Had similar thoughts last time I saw one, obnoxiously humming n squeeking above our BBQ :thumbsup: tho, it kept the kids - gang of little rascals - away, all fascinated by it, gathered around the owner


----------



## f00bar (Mar 6, 2014)

neni said:


> Had similar thoughts last time I saw one, obnoxiously humming n squeeking above our BBQ :thumbsup: tho, it kept the kids - gang of little rascals - away, all fascinated by it, gathered around the owner


You should shoot a video of you all throwing your SIGs at one (because you have no ammo for it)

Just joking of course, I know you all have plenty of other guns to go around and seemingly know how to not shoot each other with them.


----------



## neni (Dec 24, 2012)

f00bar said:


> You should shoot a video of you all throwing your SIGs at one (because you have no ammo for it)


3rd drawer of the wardrobe, IIRC 



f00bar said:


> Just joking of course, I know you all have plenty of other guns to go around and seemingly know how to not shoot each other with them.


8Mio inhabitants, 600'000 guns registered, 3.4Mio estimated.
Suizide is the bigger issue than rampage...


----------



## CassMT (Mar 14, 2013)

awesome

if it gets bad for drones on the hill i'm not kidding, i will be packing one of these for some fun on the chairlift










also, there may be some less barbaric solutions. my brother was just visiting who happens to be a prof of computer science and robotics. we were discussing some cyber possibilities such as jamming the control signal, or better yet, hijacking control via iphone...i have not doubt that as drones become more popular the potentiall market for drone destruction/thwarting will boom as well


----------



## Donutz (May 12, 2010)

CassMT said:


> if it gets bad for drones on the hill i'm not kidding, i will be packing one of these for some fun on the chairlift


Never underestimate the power of a well-placed snowball.


----------



## BurtonAvenger (Aug 14, 2007)

My app programmer and I were talking about making a bluetooth enabled kill switch.
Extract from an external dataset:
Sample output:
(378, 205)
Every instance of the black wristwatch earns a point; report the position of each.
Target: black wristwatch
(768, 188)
Mainly so I can be the only one filming with one in the park, but still it would be hilarious to just kill peoples just to watch them crash.


----------



## CassMT (Mar 14, 2013)

nice! it'll happen. the point of my hijacking will be to then see how fast i can run it into the nearest cliffband or tree. 50 points for chopping up the owner's nose, tripping a skier, or running it under the tread of a daytime groomer.

so frikkn funny, just as i'm typing this i see my neighbor is out in his driveway with a drone! oldish guy, peering down his reading glasses at his laptop, looking pissed and perplexed at once, lol...story at 11


----------